The collegium itself is slow because it has to handle the job of judicial selection over and above its already heavy case-load of constitutional and appeal cases pending before it. It would make sense to shift the job of judicial selection to an independent panel, as was proposed by the National Judicial Appointments Commission law. Maybe, the collegium should ask the government to frame a more acceptable law for creating such a panel that it can live with.

But, the second, and more important reason for delays in justice relate to the Supreme Court’s own tendency to thwarting reforms intended to speed up cases. In 1999 and 2002, the Atal Bihari Vajpayee government put through two important amendments to the Code of Civil Procedure to ensure that adjournments are limited to three, and the time taken to issue summons or carrying out “any act prescribed by the code” to a maximum of 30 days (read the details here in this article by Brajesh Ranjan).

But far from delivering justice more quickly, the Supreme Court rejected the iron-clad time limits set and asked courts to read these as mere guidelines. Not surprisingly, no lower court now believes it has to adhere to these guidelines in all cases. Should the apex court give the lower courts such leeway in the time taken to decide cases?
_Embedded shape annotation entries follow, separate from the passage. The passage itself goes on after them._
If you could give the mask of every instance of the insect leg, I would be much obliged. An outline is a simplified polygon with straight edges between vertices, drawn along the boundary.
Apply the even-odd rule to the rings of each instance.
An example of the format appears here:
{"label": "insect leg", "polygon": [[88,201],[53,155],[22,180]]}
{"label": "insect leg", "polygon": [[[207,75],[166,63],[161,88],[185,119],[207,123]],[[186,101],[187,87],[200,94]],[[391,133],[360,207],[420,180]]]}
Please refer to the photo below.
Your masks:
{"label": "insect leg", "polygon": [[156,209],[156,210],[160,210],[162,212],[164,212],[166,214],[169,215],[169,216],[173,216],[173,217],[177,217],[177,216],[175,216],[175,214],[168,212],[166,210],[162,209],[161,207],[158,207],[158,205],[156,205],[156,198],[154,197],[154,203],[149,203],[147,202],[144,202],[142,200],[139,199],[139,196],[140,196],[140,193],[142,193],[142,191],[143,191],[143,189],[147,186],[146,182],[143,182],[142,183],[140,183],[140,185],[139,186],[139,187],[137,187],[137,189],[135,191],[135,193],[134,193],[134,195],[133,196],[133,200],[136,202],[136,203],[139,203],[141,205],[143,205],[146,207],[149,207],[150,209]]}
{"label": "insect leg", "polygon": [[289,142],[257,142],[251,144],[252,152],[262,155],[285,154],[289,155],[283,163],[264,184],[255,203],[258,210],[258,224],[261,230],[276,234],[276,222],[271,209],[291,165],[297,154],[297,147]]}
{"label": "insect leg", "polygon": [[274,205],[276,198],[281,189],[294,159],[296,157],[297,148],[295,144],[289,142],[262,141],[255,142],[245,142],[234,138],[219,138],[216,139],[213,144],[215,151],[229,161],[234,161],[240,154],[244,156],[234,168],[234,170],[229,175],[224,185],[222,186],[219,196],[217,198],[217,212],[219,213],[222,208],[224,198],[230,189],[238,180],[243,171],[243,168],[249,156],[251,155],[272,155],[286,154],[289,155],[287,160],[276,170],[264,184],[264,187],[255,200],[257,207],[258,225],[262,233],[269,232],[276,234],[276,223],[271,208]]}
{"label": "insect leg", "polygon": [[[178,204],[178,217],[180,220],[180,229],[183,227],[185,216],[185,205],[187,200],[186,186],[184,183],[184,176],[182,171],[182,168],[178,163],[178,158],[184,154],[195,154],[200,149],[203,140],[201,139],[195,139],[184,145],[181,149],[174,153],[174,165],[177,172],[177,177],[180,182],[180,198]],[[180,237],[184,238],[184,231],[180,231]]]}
The third reason for delay in the delivery of justice relates to the apex court’s excess use of public interest litigation (PIL). While some PILs – like the one on the 2G scam – have led to landmark verdicts, most others are just publicity-seeking ventures for those who file the petitions.

A count in 2015 found that there were 1,598 PILs pending that year, with some dating back to 1992. With this kind of pending case-load in mostly avoidable PILs, even deciding which PIL is worthy of a hearing can take up many months of judicial time.

PILs are enabled by Article 39, which states that “citizens, men and women equally, have the right to an adequate means to livelihood…”, and further that “the ownership and control of the material resources of the community are so distributed as best to subserve the common good; and “that the operation of the economic system does not result in the concentration of wealth and means of production to the common detriment.”

With such a wide ambit, almost any PIL can get admitted as worthy of consideration by the courts. A law to limit PILs only to situations of manifest unfairness or gross dereliction of duty by the state is sorely needed.

The Supreme Court, given its ability to make the law rather than merely interpreting it, could have done this itself, but has not done so.

So, to put it simply, it is not the executive’s meddling in the appointment and transfer of judges that is at the root of failing justice administration and delivery, but the court’s own predilections, where laws to speed up justice are simply set aside, and frivolous PILs are allowed to waste judicial time.

And yes, the old system of long court vacations cannot have added much to speeding justice delivery.

The Supreme Court should know that for every finger it points to the executive as the cause for denial of justice, three fingers point towards itself.